Karapuzha dam and Edakkal as seen from the peak
We walked to nearby grove full of medicinal herbs and trees. It was cool inside. A strong breeze was blowing and suddenly we felt fresh and exhilarated.
Chillax – In the grove
We put our back against a tree leaning our head against the bark and rested there for a couple of minutes.
The descend was easier compared to the trek up. In between the way down we spent some time to click the mesmerizing peaks, meadows and valleys.
Posing for a snap..Peak at the background
We had run out of drinking water but there was a thin stream in the forest. Babbling and burbling, it sprung over the rocks in its way. We quenched our thirst drinking the water from this stream.

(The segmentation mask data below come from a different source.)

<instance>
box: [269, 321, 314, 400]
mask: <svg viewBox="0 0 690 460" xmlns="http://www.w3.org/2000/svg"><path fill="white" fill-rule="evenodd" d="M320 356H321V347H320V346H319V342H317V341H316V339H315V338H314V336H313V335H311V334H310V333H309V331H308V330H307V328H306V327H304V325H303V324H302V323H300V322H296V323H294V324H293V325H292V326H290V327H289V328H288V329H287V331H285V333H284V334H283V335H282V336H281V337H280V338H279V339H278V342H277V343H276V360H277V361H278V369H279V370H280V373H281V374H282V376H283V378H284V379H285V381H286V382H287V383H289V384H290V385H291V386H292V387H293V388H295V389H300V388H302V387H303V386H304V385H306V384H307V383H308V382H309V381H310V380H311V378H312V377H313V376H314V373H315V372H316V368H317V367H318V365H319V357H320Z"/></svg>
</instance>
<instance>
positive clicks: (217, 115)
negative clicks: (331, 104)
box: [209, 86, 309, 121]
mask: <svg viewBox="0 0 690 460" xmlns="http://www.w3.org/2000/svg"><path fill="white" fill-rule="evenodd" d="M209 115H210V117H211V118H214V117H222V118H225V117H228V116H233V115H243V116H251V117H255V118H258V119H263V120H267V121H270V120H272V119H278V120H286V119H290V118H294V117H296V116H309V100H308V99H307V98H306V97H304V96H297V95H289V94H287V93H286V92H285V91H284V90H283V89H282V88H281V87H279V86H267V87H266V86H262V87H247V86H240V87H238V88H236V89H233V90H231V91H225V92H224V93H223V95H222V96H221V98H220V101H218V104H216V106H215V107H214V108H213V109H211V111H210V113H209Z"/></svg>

Minnu struggling during the descend
By the time we made it to the base of the hill it was noon. We were really tired out of the trek in the warm summer.

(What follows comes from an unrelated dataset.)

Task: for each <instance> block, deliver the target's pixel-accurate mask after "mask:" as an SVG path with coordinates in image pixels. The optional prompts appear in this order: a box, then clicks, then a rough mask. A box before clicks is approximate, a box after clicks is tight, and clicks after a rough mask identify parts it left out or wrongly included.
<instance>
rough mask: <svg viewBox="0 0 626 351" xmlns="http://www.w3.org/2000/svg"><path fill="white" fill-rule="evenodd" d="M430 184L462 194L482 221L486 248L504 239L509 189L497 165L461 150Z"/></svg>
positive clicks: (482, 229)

Our guide was generous to arrange a tuk-tuk for us. Thanking him we hurried back in the tuk-tuk to the place where our car was parked.
Relaxed after the trek
Tips for Chembra Trek
- Chembra peak is located near Meppady in Wayanad district of Kerala, India
- Total distance (round trip) of the Chembra trek is 14 kilometres
- Difficulty level is moderate in normal conditions but during monsoon it is a tough trek
- It takes about 6 hours to complete this trek including stops for relaxing and for photography. The time can vary depending on your fitness level
- One can trek comfortably all year round, though the descent can get quite slippery during heavy rains and the monsoons.
- One needs to take permissions from the forest office situated in the Chembra estate. On the spot permits are given for day treks.
- Trekking charges for a group of 10 members cost 500 rupees. For international travellers the cost is 1000 rupees for a group. Still Camera permits cost 25 rupees per camera.
- The service of a forest trekking guide is included in the charge for trekking permit.
- Snack and drinking water are highly recommended. Water is available enroute in the form of streams and rainwater lakes.